Setting this to True, will signal to the API that you intend to be nice to other users by de-prioritizing your request below concurrent ones.

application/json

Body

required

model stringrequired

The name of the model from the Luminous model family. Models and their respective architectures can differ in parameter size and capabilities. The most recent version of the model is always used. The model output contains information as to the model version.

hosting Hostingnullable

Possible values: [aleph-alpha, null]

Optional parameter that specifies which datacenters may process the request. You can either set the parameter to "aleph-alpha" or omit it (defaulting to null).

Not setting this value, or setting it to null, gives us maximal flexibility in processing your request in our own datacenters and on servers hosted with other providers.
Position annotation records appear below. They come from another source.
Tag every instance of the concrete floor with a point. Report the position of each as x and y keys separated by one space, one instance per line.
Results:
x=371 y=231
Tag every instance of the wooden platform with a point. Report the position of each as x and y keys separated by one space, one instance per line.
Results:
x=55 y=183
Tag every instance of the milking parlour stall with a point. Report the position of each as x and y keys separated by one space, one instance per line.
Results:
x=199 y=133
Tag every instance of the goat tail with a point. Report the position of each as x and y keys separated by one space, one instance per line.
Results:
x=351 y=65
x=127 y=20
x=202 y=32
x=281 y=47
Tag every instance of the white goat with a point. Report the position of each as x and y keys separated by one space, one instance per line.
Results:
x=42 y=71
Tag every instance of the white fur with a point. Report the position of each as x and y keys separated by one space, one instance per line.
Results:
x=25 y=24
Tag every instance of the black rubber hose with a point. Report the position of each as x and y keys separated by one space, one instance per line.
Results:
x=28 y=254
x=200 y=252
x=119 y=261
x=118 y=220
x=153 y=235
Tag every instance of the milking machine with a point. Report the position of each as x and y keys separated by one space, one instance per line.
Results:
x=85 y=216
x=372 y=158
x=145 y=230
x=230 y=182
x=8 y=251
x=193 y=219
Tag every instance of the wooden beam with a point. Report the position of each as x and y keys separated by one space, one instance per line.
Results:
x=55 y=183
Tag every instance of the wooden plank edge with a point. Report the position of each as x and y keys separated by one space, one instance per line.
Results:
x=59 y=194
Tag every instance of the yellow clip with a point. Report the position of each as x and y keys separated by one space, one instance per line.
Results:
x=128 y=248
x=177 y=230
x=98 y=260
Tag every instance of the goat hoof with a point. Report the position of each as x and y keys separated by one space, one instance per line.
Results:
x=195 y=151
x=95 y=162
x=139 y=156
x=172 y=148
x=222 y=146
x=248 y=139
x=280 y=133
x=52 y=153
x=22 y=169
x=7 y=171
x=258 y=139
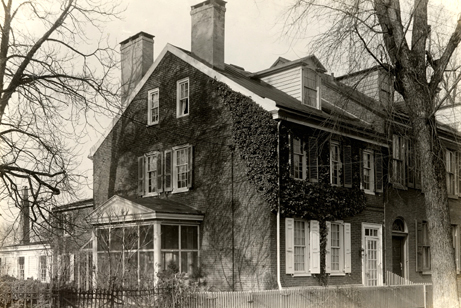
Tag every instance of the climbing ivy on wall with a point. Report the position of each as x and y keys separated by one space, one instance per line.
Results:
x=255 y=137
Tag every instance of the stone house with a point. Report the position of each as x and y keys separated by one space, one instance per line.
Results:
x=189 y=174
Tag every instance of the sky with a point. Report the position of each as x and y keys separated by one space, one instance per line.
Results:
x=254 y=39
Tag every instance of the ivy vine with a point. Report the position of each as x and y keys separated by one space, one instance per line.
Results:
x=255 y=137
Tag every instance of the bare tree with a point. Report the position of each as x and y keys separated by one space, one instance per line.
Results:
x=52 y=79
x=397 y=35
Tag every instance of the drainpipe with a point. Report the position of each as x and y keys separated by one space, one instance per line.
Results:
x=279 y=283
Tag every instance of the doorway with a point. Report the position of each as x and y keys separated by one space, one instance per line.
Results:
x=399 y=248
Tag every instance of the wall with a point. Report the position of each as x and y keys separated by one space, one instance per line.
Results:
x=207 y=128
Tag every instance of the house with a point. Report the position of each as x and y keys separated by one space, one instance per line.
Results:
x=71 y=243
x=245 y=180
x=30 y=256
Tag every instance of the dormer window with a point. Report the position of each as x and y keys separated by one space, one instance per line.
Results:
x=310 y=88
x=182 y=104
x=153 y=107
Choose this option for maximum availability.

Setting it to "aleph-alpha" allows us to only process the request in our own datacenters. Choose this option for maximal data privacy.

prompt object required

This field is used to send prompts to the model. A prompt can either be a text prompt or a multimodal prompt. A text prompt is a string of text. A multimodal prompt is an array of prompt items. It can be a combination of text, images, and token ID arrays.

In the case of a multimodal prompt, the prompt items will be concatenated and a single prompt will be used for the model.

Tokenization:

Token ID arrays are used as as-is.
Text prompt items are tokenized using the tokenizers specific to the model.
Each image is converted into 144 tokens.

oneOf

Text Prompt
Multimodal

string

Array [

oneOf

Text
Image
Token Ids

type stringrequired

Possible values: [text]

data stringrequired

controls object[]

Array [

start integerrequired

Starting character index to apply the factor to.

length integerrequired

The amount of characters to apply the factor to.

factor numberrequired

Factor to apply to the given token in the attention matrix.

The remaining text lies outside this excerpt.